— Похороним?! — Он уловил в моем голосе угрозу и отступил за спину Щукина. — Но ведь ты военный, ты присягу давал, что никогда не изменишь воинскому долгу…
— Долг от одежды не зависит, товарищ лейтенант, — не очень смело возразил Чертыханов. — Можно ходить в лаковых сапогах и долга не признавать, а можно и в лаптях топать, а за долг горло грызть…
— Расстаться с формой — значит наполовину капитулировать перед врагом. — Я повысил голос. — И чтоб мыслей таких не держал в голове! Слышишь!
Прокофий вдруг обиделся, щеки и лоб побагровели, подбородок задрожал.
— Мне это зазорно слышать от вас такое обо мне мнение. Я, товарищ лейтенант, нагишом останусь, а не капитулирую. Это уж будьте покойны. Подтвердите, товарищ политрук.
— Подтверждаю, — произнес Щукин, внимательно присматриваясь к деревне; намертво легла на ее улицы тишина.
— Вот видите! — вскрикнул ободренный поддержкой Чертыханов, заглядывая мне в лицо. — Товарищ политрук меня, как по нотам, знает. Не нравится гражданский пиджачок, что я сморозил, так шут с ним! Буду ходить в чем прикажете, хоть в поповской ризе… — Я улыбнулся, и он в ответ просиял, рука несмело дернулась, задержалась, но потом лопатистая ладонь все-таки полетела за ухо. — Разрешите, товарищ лейтенант, я подкрадусь к избенке?.. Разнюхаю, чем там можно воспользоваться бездомному путнику… Товарищ политрук!
Мы рискнули отпустить: хотелось побыть среди людей, поесть и отдохнуть. Чертыханов отделился от нас, пересек заросшую сорной травой пашню, крупно зашагал по борозде между картофельных грядок, нагнувшись, подлез под жерди и скрылся на огороде.

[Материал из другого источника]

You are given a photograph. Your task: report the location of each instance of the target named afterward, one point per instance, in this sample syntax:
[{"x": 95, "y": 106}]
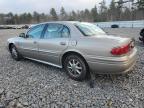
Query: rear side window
[
  {"x": 36, "y": 31},
  {"x": 56, "y": 31}
]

— Пока морковь и репу не обшарит, не вернется, — заметил Щукин, улыбаясь. Он привалился к молоденькой, слезящейся светлыми потеками смолы елке, приклеился к ней спиной и закрыл глаза. Усталость и озабоченность отметили его лицо страдальческими морщинами от ноздрей к углам сжатого рта, отодвинули глаза вглубь; подбородок, заросший рыжеватой щетиной, выступил и заострился.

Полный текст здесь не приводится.